# Lita Yang

### From Murmann Mixed-Signal Group

BSEE, California Institute of Technology, 2012

**Email**: yanglita AT stanford DOT edu

**Research**: A Design Space Exploration of Implementing Deep Convolutional Neural Networks in Hardware

Machine learning algorithms have yielded state-of-the art performance in applications such as object recognition, autonomous systems, and data mining. Unfortunately, practical use of these feature extraction/classification algorithms is limited by time-consuming, power-hungry computations and the large dimensionality of data. To overcome this, we propose implementation in dedicated hardware, which can be orders of magnitude more efficient in terms of speed, energy, and area.

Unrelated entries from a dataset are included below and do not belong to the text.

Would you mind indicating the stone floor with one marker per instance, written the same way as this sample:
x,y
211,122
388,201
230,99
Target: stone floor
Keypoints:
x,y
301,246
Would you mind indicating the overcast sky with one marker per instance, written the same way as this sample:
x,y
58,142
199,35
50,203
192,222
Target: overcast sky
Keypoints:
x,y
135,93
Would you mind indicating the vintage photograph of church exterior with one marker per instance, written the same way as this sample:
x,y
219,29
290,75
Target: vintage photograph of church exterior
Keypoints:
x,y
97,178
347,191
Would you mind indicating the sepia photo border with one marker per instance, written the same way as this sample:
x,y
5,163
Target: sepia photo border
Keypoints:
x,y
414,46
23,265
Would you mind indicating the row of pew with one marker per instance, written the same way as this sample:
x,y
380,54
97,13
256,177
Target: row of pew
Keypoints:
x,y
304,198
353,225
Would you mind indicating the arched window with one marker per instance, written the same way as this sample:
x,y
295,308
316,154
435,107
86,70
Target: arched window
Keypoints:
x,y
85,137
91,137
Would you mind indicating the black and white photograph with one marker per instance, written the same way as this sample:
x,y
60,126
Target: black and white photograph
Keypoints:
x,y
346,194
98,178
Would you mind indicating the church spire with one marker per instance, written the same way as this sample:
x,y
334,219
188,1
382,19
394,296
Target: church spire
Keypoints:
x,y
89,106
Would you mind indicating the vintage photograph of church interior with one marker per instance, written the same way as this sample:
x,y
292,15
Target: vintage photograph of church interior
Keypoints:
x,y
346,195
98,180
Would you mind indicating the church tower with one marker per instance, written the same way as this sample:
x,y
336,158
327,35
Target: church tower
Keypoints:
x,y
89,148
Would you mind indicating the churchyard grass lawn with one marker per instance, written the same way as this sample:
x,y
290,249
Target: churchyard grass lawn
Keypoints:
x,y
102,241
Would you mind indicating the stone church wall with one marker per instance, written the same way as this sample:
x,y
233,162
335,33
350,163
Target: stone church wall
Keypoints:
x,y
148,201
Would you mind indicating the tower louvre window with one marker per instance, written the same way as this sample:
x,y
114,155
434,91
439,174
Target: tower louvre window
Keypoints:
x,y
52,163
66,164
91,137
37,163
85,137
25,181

Current top performing machine learning/computer vision algorithms are deep Convolutional Neural Networks (CNNs), which can achieve a unique combination of high efficiency and broad application scope. Since CNNs are inherently stochastic, we can leverage both the advantages of using analog/mixed-signal circuits for efficient computation and the tolerability of noise in these networks. Unfortunately, CNNs require billions of parameters and network connections and thus, researchers have resorted to either small-scale ASICs with little to no scalable potential, or inefficient FPGA/GPU implementations because it would be too time-consuming to build a custom IC. Our goal is to provide a realistic assessment on the hardware design space (digital vs. analog) for the critical components of this algorithm, while being aware of how these components will fit into the full-scale system.

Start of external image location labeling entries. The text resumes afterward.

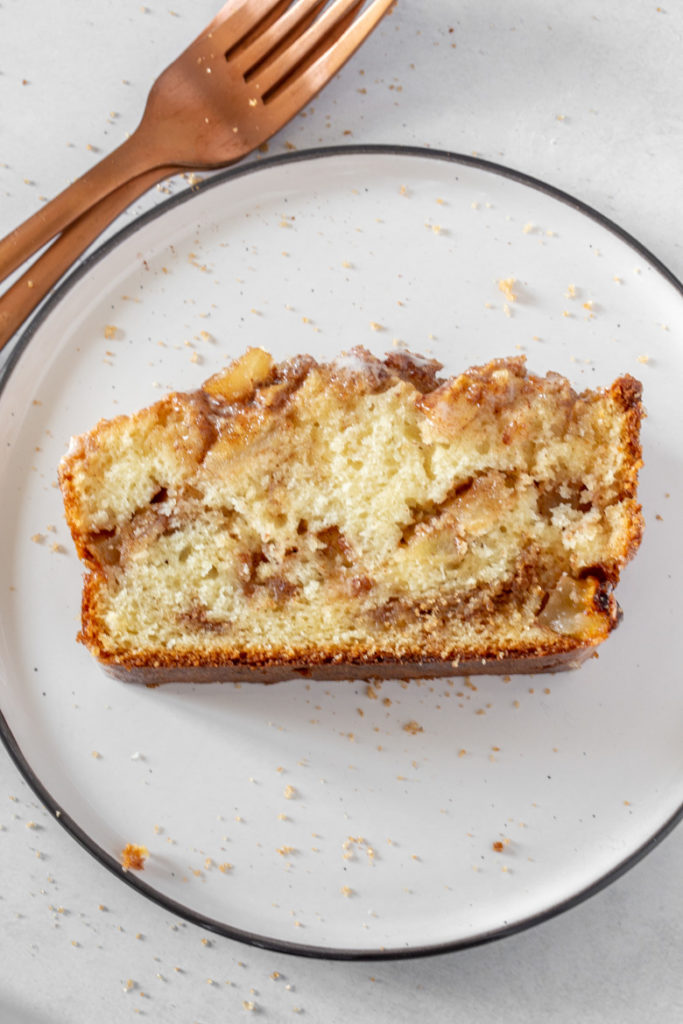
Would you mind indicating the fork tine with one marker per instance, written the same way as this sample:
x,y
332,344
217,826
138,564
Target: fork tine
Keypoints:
x,y
297,16
230,25
276,72
300,89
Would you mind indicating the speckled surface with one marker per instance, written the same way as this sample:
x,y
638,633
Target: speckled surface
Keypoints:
x,y
585,96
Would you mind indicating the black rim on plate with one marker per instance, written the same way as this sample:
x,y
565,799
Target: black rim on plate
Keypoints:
x,y
8,739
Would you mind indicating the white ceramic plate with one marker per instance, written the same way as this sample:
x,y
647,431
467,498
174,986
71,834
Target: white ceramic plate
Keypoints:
x,y
349,836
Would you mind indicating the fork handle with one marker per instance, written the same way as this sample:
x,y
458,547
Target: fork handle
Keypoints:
x,y
19,300
132,158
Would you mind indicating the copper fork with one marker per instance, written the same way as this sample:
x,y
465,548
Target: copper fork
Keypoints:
x,y
248,74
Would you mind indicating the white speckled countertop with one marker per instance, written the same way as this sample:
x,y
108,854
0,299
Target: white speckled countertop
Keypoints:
x,y
586,96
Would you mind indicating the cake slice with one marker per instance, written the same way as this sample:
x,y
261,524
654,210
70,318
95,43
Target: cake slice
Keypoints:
x,y
363,517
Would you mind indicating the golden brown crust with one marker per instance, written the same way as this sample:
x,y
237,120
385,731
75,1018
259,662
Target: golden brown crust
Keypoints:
x,y
406,669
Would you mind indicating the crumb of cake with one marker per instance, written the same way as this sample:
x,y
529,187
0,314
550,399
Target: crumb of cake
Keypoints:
x,y
133,857
506,286
187,517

We have targeted the weighted sum function, which is a major computational primitive in feed-forward CNNs, as our primary design objective. Along with designing a highly efficient analog weighted sum, we want to generate weighted sum architectures in digital to 1) provide a fair comparision between the two hardware design choices, and 2) create highly efficient computational units for portions of the algorithm which require higher precision. With this assesment, we plan to develop a mixed-signal framework for interfacing with a full-scale digital system, with which we can better understand how to reduce the energy-intensive memory requirements of the network and optimize wiring for high energy efficiency.